Participants were adult patients ages 18 and older who had a positive screen for risky alcohol or drug use, received a BI or a more intensive level of services (BT or RT), and were randomly selected to complete a 6 month follow-up assessment as part of the project evaluation. Participants were pursued for follow-up if they received a BI, BT, or RT, and the last two digits of their social security number fell within a randomly-generated numerical range provided by SAMHSA (targeting approximately 20–30% of the sample who received BI/BT/RT services). For NMSBIRT, this corresponded to 1,569 unique patients for whom information on baseline substance use behaviors was available.

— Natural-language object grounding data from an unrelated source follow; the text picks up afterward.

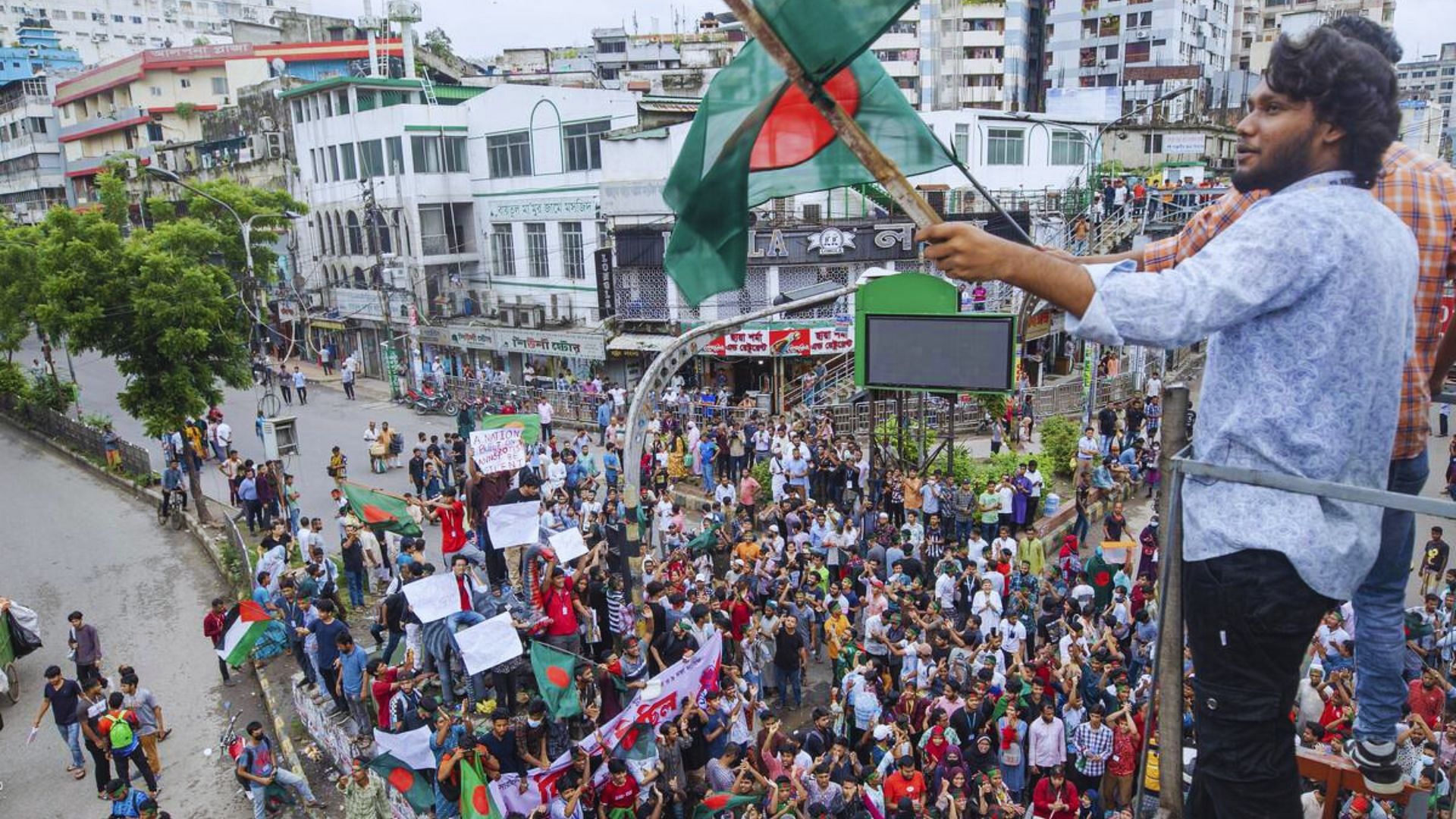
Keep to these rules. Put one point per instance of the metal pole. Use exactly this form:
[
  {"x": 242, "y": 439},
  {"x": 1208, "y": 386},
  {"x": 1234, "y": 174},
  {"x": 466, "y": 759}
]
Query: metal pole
[{"x": 1169, "y": 598}]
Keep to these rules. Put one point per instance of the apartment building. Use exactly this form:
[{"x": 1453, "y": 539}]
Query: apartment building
[{"x": 104, "y": 31}]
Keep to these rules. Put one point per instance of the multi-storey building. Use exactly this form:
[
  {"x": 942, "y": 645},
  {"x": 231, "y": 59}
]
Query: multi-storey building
[
  {"x": 153, "y": 98},
  {"x": 1142, "y": 49},
  {"x": 1260, "y": 22},
  {"x": 109, "y": 30},
  {"x": 31, "y": 168},
  {"x": 949, "y": 55}
]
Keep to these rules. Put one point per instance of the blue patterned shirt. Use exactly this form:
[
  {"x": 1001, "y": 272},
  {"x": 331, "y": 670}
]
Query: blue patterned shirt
[{"x": 1307, "y": 305}]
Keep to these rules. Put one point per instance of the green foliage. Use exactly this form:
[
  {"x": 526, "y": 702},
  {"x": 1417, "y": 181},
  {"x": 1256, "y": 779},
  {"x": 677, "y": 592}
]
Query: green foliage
[
  {"x": 53, "y": 394},
  {"x": 14, "y": 381},
  {"x": 1059, "y": 444}
]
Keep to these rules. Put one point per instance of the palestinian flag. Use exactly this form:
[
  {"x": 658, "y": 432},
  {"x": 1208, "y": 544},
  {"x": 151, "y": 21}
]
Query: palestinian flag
[
  {"x": 403, "y": 779},
  {"x": 530, "y": 426},
  {"x": 381, "y": 512},
  {"x": 557, "y": 679},
  {"x": 242, "y": 627},
  {"x": 475, "y": 795},
  {"x": 638, "y": 742},
  {"x": 715, "y": 803},
  {"x": 758, "y": 136}
]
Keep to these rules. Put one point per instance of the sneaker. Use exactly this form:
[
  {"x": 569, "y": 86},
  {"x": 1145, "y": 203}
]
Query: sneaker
[{"x": 1381, "y": 771}]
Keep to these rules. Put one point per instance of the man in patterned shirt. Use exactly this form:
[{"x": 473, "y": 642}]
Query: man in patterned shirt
[
  {"x": 1423, "y": 193},
  {"x": 1277, "y": 297}
]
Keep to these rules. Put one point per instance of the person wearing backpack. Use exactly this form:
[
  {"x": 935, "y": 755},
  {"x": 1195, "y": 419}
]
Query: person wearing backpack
[
  {"x": 256, "y": 770},
  {"x": 118, "y": 727}
]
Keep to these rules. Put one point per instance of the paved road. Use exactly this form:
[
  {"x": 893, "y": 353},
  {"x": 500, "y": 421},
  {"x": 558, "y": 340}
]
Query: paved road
[{"x": 76, "y": 542}]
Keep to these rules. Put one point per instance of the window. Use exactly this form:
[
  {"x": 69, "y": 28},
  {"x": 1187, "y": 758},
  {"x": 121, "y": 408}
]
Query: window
[
  {"x": 573, "y": 249},
  {"x": 1005, "y": 146},
  {"x": 350, "y": 168},
  {"x": 536, "y": 259},
  {"x": 395, "y": 155},
  {"x": 584, "y": 145},
  {"x": 1068, "y": 148},
  {"x": 372, "y": 159},
  {"x": 503, "y": 248},
  {"x": 510, "y": 153}
]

The analysis sample was reduced with the importation of service records data, which was available for 1,290 unique adult patients. Fifty-five cases were excluded because they were coded as receiving no services except screening, reflecting either erroneous inclusion in the follow-up pool or data entry errors. The analysis sample was further reduced with cleaning the administrative dataset. In 8 instances, there were multiple legitimate baseline follow-up pairs present in the data (e.g., the same individual received services on multiple occasions). To avoid complications arising from potential cumulative intervention effects, only the first complete baseline-follow-up pair was used for the present analysis. In 10 other instances, the same individual had multiple baseline records but only one follow-up record. In these cases, the baseline record that corresponded to the follow-up record was retained. Finally, cases with missing data on the explanatory variables of interest were dropped. This process left a final baseline of 1,208 unique individuals. Follow-up data at 6 months was available for 834 of these cases (69.0%).

2.5. Measures

Measures were drawn from self-reported patient GPRA data and service records.

2.5.1. Substance Use

Three self-reported substance use behaviors were examined in the present study: number of days in the past 30 days that the patient (a) used illicit drugs (including non-medical use of prescription drugs); (b) consumed alcohol; and (c) consumed alcohol to intoxication. On the GPRA, only individuals who reported consuming alcohol in the past 30 days were asked about drinking to intoxication. For the present analysis, patients who reported not consuming alcohol were coded as having zero days of drinking to intoxication.

2.5.2. Control Variables

Patient gender, age, Hispanic ethnicity, and race (White; American Indian/Alaska Native; Other race/multiple races) were included as control variables.

2.5.3. Time

A dummy variable was created to designate assessment time point (0=baseline; 1=6 month follow-up).

2.5.4. Services Received

Data on services received were obtained from service records completed by BHCs after grant-supported services had been delivered to a patient. These forms tracked the number of service sessions actually delivered (as opposed to planned). A dummy variable was created to indicate level of intervention received (0=BI alone; 1=BT and/or RT). A variable was created representing number of service encounters with the BHC.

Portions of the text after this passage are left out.